Role of mitochondria in toxic cell death.

Apoptosis is a highly regulated form of cell death distinguished by the activation of a family of cysteine-aspartate proteases (caspases) that cleave various proteins resulting in morphological and biochemical changes characteristic of this form of cell death. Abundant evidence supports a role for mitochondria in regulating apoptosis. Specifically, it seems that a number of death triggers target these organelles and stimulate, by an unknown mechanism, the release of several proteins, including cytochrome c. Once released into the cytosol, cytochrome c binds to its adaptor molecule, apoptotic protease activating factor-1, which oligomerizes and then activates pro-caspase-9. Caspase-9 can signal downstream and activate pro-caspase-3 and -7. The release of cytochrome c can be influenced by different Bcl-2 family member proteins, including Bax, Bid, Bcl-2, and Bcl-X(L). Bax and Bid potentiate cytochrome c release, whereas Bcl-2 and Bcl-X(L) antagonize this event.
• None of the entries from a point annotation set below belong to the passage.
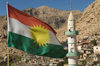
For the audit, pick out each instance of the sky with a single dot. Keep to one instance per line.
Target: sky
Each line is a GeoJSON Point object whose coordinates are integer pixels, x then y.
{"type": "Point", "coordinates": [58, 4]}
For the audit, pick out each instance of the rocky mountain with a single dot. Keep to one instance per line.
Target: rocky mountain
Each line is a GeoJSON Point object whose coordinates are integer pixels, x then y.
{"type": "Point", "coordinates": [54, 17]}
{"type": "Point", "coordinates": [89, 23]}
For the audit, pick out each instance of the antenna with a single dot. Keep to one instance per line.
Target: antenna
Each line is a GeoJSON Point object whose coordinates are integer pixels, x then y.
{"type": "Point", "coordinates": [70, 5]}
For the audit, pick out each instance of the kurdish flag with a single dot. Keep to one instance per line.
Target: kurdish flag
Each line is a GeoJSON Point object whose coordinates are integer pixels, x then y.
{"type": "Point", "coordinates": [31, 35]}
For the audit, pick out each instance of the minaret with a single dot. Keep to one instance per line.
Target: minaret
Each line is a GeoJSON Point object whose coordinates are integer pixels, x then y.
{"type": "Point", "coordinates": [71, 34]}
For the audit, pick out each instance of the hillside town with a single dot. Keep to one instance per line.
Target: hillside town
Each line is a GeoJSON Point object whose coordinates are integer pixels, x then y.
{"type": "Point", "coordinates": [87, 41]}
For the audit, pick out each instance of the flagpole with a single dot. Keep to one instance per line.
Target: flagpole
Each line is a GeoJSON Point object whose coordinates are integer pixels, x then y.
{"type": "Point", "coordinates": [7, 36]}
{"type": "Point", "coordinates": [7, 56]}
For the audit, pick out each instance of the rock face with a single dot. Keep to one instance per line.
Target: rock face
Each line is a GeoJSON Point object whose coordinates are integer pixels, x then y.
{"type": "Point", "coordinates": [54, 17]}
{"type": "Point", "coordinates": [89, 23]}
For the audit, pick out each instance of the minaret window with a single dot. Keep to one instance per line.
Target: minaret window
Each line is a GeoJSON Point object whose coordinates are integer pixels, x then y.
{"type": "Point", "coordinates": [71, 49]}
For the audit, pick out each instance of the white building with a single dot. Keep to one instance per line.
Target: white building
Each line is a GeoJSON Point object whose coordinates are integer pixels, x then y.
{"type": "Point", "coordinates": [96, 50]}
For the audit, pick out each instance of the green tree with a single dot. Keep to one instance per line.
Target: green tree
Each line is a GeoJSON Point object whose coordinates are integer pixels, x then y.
{"type": "Point", "coordinates": [94, 42]}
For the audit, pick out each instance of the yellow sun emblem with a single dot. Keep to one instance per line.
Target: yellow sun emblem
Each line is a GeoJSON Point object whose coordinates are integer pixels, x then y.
{"type": "Point", "coordinates": [40, 35]}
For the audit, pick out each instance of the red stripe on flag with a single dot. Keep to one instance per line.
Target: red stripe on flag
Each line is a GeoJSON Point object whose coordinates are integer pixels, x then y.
{"type": "Point", "coordinates": [26, 19]}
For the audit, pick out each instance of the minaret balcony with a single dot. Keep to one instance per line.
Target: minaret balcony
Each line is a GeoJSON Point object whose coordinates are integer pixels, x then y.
{"type": "Point", "coordinates": [71, 33]}
{"type": "Point", "coordinates": [73, 54]}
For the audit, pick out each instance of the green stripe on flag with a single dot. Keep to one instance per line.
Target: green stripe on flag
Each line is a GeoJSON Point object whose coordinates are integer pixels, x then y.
{"type": "Point", "coordinates": [26, 44]}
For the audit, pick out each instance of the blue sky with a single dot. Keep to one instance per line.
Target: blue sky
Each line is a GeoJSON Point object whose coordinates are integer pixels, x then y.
{"type": "Point", "coordinates": [58, 4]}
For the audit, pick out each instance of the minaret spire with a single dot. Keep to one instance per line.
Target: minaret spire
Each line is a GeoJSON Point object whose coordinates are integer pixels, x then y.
{"type": "Point", "coordinates": [71, 34]}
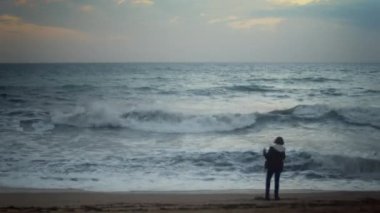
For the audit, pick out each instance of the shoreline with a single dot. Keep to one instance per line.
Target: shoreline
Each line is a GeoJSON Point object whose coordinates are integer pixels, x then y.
{"type": "Point", "coordinates": [40, 200]}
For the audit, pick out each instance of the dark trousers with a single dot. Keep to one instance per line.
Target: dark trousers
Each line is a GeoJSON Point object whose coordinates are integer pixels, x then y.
{"type": "Point", "coordinates": [276, 183]}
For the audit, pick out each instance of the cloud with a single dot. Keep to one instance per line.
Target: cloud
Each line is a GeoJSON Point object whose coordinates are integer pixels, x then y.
{"type": "Point", "coordinates": [33, 2]}
{"type": "Point", "coordinates": [222, 20]}
{"type": "Point", "coordinates": [87, 8]}
{"type": "Point", "coordinates": [241, 24]}
{"type": "Point", "coordinates": [174, 20]}
{"type": "Point", "coordinates": [256, 22]}
{"type": "Point", "coordinates": [293, 2]}
{"type": "Point", "coordinates": [143, 2]}
{"type": "Point", "coordinates": [21, 2]}
{"type": "Point", "coordinates": [13, 28]}
{"type": "Point", "coordinates": [119, 2]}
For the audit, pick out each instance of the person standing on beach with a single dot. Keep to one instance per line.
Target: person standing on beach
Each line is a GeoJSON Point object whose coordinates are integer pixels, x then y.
{"type": "Point", "coordinates": [274, 164]}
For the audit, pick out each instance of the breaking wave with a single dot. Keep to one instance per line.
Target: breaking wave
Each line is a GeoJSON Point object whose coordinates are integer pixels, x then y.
{"type": "Point", "coordinates": [164, 121]}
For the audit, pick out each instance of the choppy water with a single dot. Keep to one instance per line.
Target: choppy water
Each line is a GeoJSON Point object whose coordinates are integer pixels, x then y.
{"type": "Point", "coordinates": [120, 127]}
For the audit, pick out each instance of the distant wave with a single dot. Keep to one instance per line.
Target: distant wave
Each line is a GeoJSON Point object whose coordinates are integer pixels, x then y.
{"type": "Point", "coordinates": [155, 120]}
{"type": "Point", "coordinates": [311, 165]}
{"type": "Point", "coordinates": [251, 88]}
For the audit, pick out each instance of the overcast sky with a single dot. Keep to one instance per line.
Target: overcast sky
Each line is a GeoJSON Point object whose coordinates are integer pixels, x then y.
{"type": "Point", "coordinates": [190, 31]}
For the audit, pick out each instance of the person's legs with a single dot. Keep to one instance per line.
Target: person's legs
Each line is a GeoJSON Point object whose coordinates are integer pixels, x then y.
{"type": "Point", "coordinates": [276, 184]}
{"type": "Point", "coordinates": [267, 184]}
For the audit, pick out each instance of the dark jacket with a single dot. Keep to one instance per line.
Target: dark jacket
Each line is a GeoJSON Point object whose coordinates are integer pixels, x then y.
{"type": "Point", "coordinates": [275, 158]}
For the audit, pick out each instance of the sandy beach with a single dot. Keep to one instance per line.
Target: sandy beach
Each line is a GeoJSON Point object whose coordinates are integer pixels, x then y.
{"type": "Point", "coordinates": [35, 200]}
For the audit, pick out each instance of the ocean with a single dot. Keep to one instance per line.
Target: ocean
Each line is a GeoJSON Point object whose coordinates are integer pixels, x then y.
{"type": "Point", "coordinates": [188, 126]}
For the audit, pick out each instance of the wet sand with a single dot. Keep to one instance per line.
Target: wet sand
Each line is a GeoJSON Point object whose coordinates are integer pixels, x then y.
{"type": "Point", "coordinates": [37, 200]}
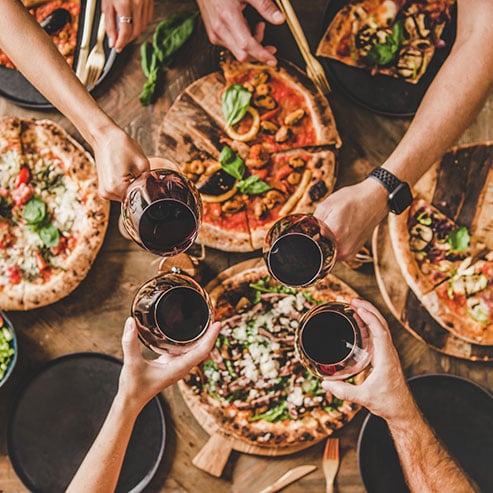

Although toxicologists have traditionally associated cell death with necrosis, emerging evidence suggests that different types of environmental contaminants exert their toxicity, at least in part, by triggering apoptosis. The mechanism responsible for eliciting the pro-apoptotic effect of a given chemical is often unknown, although in many instances mitochondria appear to be key participants. Here, we provide an overview of our current understanding of the role of apoptosis in toxicant-induced cell death, using dioxin, organotin compounds, dithiocarbamates, as well as the chemotherapeutic agent etoposide, as specific examples.